Le gisement local se lit dans les mêmes données : 272 diagnostics publiés pour 1 000 résidences principales, un bassin de travaux structuré autour de CC Entr'Allier Besbre et Loire, de l'ordre de 255 maisons individuelles. Ce volume ne préjuge d'aucune éligibilité individuelle : il indique seulement où se concentrent, à Saint-Léon, les situations où le scénario décrit sur cette page a le plus de chances d'être pertinent.
Pour rendre les montants comparables, la base de calcul est fixée à 105 m², en zone H1c : après un bouquet complet, la consommation recule d'environ 14 400 kWh par an, soit près de 1 550 € au tarif de référence. Côté financement, l'assiette est plafonnée à 40 000 € HT dès trois classes gagnées, l'aide ANAH s'échelonne de 4 000 € à 32 000 € selon le revenu fiscal de référence, et l'accompagnement obligatoire est pris en charge jusqu'à 2 000 €.
Le choix du scénario change l'assiette : à Saint-Léon, elle passe de 30 000 € HT à deux classes à 40 000 € HT dès trois classes. Avec le programme collectif chiffré autour de 709 500 €, l'arbitrage consiste à vérifier si le poste complémentaire nécessaire pour franchir la troisième classe coûte moins que le supplément d'aide qu'il déclenche.
Sur la durée de vie de l'ouvrage, un programme voté en assemblée générale à Saint-Léon suppose un gain d'au moins 35 % de consommation conventionnelle maintenu dans le temps. Rapporté à vingt ans d'usage, le poste chiffré à 709 500 € revient à 35 475 € par an avant aides, montant à mettre en regard de l'économie de facture et non du seul prix d'achat.
Guichet compétent : CC Entr'Allier Besbre et Loire, dont dépend le territoire à Saint-Léon. C'est à ce niveau que se vérifient les compléments locaux mobilisables sur un programme voté en assemblée générale — ils ne remplacent pas MaPrimeRénov' mais réduisent le solde à financer.
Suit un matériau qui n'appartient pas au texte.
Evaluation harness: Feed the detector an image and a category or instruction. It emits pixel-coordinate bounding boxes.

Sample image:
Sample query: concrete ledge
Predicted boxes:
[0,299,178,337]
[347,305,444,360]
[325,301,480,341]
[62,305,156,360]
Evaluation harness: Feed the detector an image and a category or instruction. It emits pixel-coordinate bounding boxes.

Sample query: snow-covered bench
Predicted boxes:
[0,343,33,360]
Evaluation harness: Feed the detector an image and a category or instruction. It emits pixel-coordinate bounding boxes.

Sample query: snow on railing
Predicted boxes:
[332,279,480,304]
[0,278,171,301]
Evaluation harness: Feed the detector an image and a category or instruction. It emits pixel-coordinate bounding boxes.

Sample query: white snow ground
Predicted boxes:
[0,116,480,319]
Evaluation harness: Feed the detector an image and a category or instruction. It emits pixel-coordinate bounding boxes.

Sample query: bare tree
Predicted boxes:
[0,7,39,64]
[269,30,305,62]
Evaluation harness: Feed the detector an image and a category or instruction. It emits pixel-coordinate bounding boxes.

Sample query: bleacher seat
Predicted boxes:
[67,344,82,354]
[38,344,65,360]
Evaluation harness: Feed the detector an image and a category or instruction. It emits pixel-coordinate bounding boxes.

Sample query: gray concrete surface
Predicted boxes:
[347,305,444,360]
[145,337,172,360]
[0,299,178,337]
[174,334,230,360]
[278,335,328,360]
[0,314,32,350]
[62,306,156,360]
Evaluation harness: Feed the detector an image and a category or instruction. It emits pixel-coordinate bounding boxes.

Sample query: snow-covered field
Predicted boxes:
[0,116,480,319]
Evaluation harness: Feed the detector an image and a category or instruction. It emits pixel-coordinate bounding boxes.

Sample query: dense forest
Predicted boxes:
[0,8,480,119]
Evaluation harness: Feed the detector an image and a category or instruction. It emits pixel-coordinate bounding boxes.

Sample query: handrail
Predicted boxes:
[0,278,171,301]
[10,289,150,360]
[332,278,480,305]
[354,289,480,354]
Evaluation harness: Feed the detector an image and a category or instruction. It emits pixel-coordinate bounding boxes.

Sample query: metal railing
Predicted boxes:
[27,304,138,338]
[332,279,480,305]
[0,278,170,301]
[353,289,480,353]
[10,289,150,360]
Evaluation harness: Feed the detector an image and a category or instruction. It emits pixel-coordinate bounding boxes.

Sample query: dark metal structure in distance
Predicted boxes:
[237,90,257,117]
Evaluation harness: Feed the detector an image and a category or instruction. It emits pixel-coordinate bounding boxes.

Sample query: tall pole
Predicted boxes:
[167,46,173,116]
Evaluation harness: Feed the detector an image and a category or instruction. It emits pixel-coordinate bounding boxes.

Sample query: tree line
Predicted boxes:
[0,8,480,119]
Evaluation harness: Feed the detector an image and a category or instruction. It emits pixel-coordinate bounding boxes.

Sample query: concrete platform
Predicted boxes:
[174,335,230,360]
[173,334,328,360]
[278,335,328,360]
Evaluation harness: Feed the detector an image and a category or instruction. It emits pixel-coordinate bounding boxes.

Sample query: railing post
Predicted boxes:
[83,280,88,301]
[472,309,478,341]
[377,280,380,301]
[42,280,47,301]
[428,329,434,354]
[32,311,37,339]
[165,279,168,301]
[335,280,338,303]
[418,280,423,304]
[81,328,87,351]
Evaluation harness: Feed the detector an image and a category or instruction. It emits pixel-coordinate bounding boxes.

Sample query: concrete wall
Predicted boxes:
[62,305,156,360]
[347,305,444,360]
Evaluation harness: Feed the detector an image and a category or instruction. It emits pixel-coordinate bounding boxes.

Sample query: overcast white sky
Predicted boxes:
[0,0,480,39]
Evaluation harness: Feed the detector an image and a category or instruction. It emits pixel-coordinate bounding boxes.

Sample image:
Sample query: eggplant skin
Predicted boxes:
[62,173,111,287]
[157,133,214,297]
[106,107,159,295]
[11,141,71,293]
La part de propriétaires occupants — 79 % à Saint-Léon — dessine le volume de projets réellement engageables à court terme sur un programme voté en assemblée générale, soit environ 206 logements. Le reste du parc suppose un montage locatif, avec ses propres conditions d'éligibilité.
Le dimensionnement suit l'occupation réelle : 2.03 personne(s) par logement en moyenne à Saint-Léon, ce qui fixe la base de calcul à 105 m². Un programme voté en assemblée générale se calibre sur cette occupation, pas sur la surface cadastrale ni sur la facture de l'année passée.
Le gain se calcule, il ne s'annonce pas : un programme voté en assemblée générale traite 35 à 55 % du besoin. Appliqué au cas de référence à Saint-Léon, en zone H1c, cela ramène 9 164 à 14 400 kWh par an, valorisés 984 € à 1 547 € au tarif conventionnel 2026.
La densité de diagnostics renseigne sur la maturité du marché : 71 DPE publiés par l'ADEME à Saint-Léon, soit 272 pour 1 000 résidences principales. Un tel volume conditionne les délais de un maître d'œuvre mandaté par le syndicat, dont l'intervention sur un programme voté en assemblée générale dure dix-huit à trente mois, études comprises.